IEEE J Biomed Health Inform. 2023 Nov;27(11):5272-5280. doi: 10.1109/JBHI.2023.3304639. Epub 2023 Nov 7.

Abstract

Wearable exoskeleton robots can promote the rehabilitation of patients with physical dysfunction. And improving human-computer interaction performance is a significant challenge for exoskeleton robots. The traditional feature extraction process based on surface Electromyography(sEMG) is complex and requires manual intervention, making real-time performance difficult to guarantee. In this study, we propose an end-to-end method to predict human knee joint angles based on sEMG signals using a tightly coupled convolutional transformer (TCCT) model. We first collected sEMG signals from 5 healthy subjects. Then, the envelope was extracted from the noise-removed sEMG signal and used as the input to the model.
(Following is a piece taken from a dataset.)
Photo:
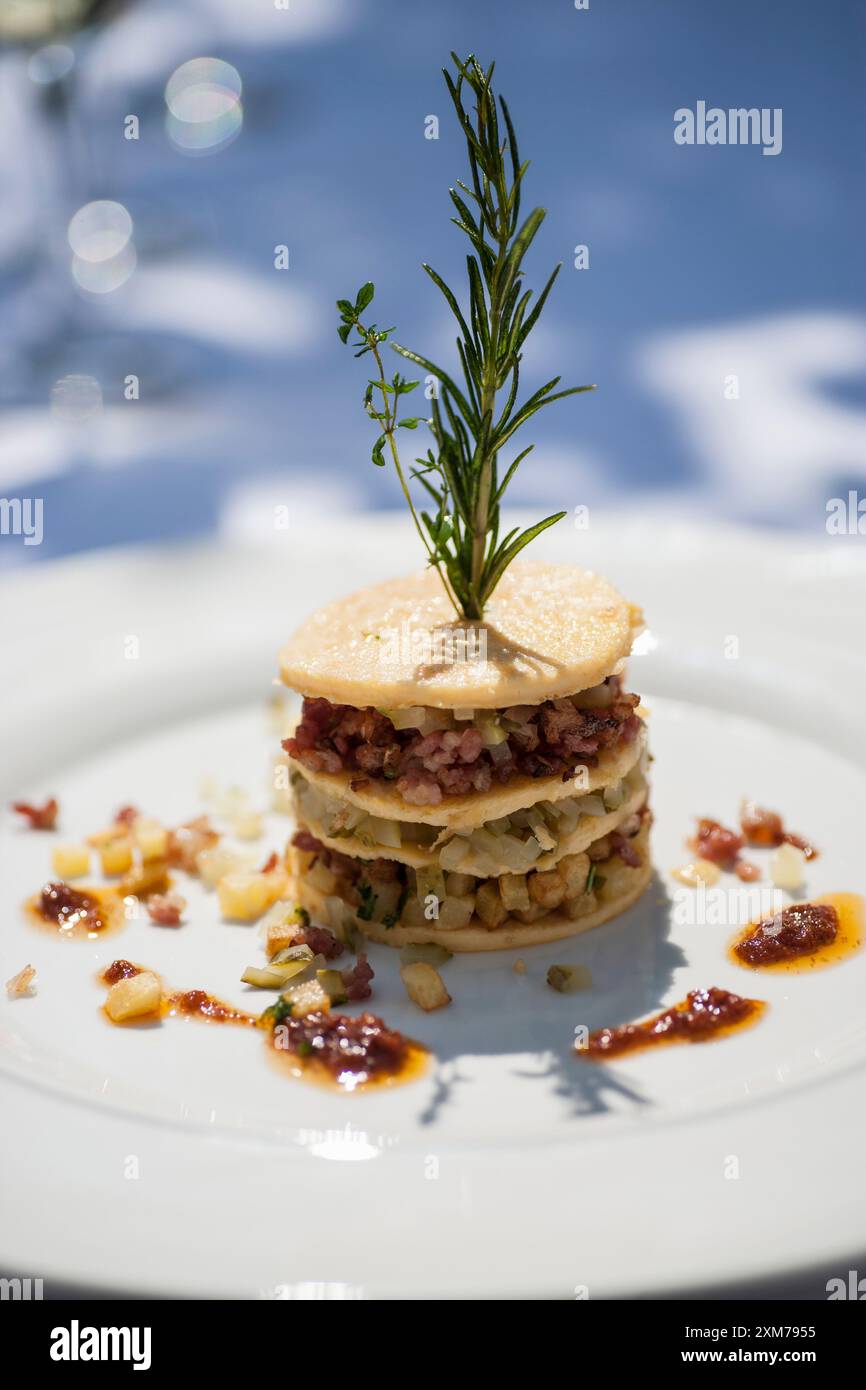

Finally, we developed the TCCT model to predict the knee joint angle after 100 ms. For the prediction performance, we used the Root Mean Square Error(RMSE), Pearson Correlation Coefficient(CC), and Adjustment R as metrics to evaluate the error between the actual knee angle and the predicted knee angle. The results show that the model can predict the human knee angle quickly and accurately. The mean RMSE, Adjustment R, and (CC) values of the model are 3.79°, 0.96, and 0.98, respectively, which are better than traditional deep learning models such as Informer (4.14, 0.95, 0.98), CNN (5.56, 0.89, 0.96) and CNN-BiLSTM (3.97, 0.95, 0.98). In addition, the prediction time of our proposed model is only 11.67 ± 0.67 ms, which is less than 100 ms. Therefore, the real-time and accuracy of the model can meet the continuous prediction of human knee joint angle in practice.

摘要

可穿戴式外骨骼机器人可以促进身体机能障碍患者的康复。提高人机交互性能是外骨骼机器人面临的重大挑战。传统的基于表面肌电信号(sEMG)的特征提取过程复杂,需要人工干预,难以保证实时性能。在这项研究中,我们提出了一种基于紧密耦合卷积变压器(TCCT)模型的端到端方法,使用 sEMG 信号预测人体膝关节角度。我们首先从 5 位健康受试者身上采集 sEMG 信号。然后,从去噪后的 sEMG 信号中提取包络作为模型的输入。最后,我们开发了 TCCT 模型,用于在 100ms 后预测膝关节角度。对于预测性能,我们使用均方根误差(RMSE)、皮尔逊相关系数(CC)和调整 R 作为指标来评估实际膝关节角度和预测膝关节角度之间的误差。结果表明,该模型能够快速准确地预测人体膝关节角度。模型的平均 RMSE、调整 R 和(CC)值分别为 3.79°、0.96 和 0.98,优于传统的深度学习模型,如 Informer(4.14,0.95,0.98)、CNN(5.56,0.89,0.96)和 CNN-BiLSTM(3.97,0.95,0.98)。此外,我们提出的模型的预测时间仅为 11.67±0.67ms,小于 100ms。因此,模型的实时性和准确性能够满足实际中对人体膝关节角度的连续预测。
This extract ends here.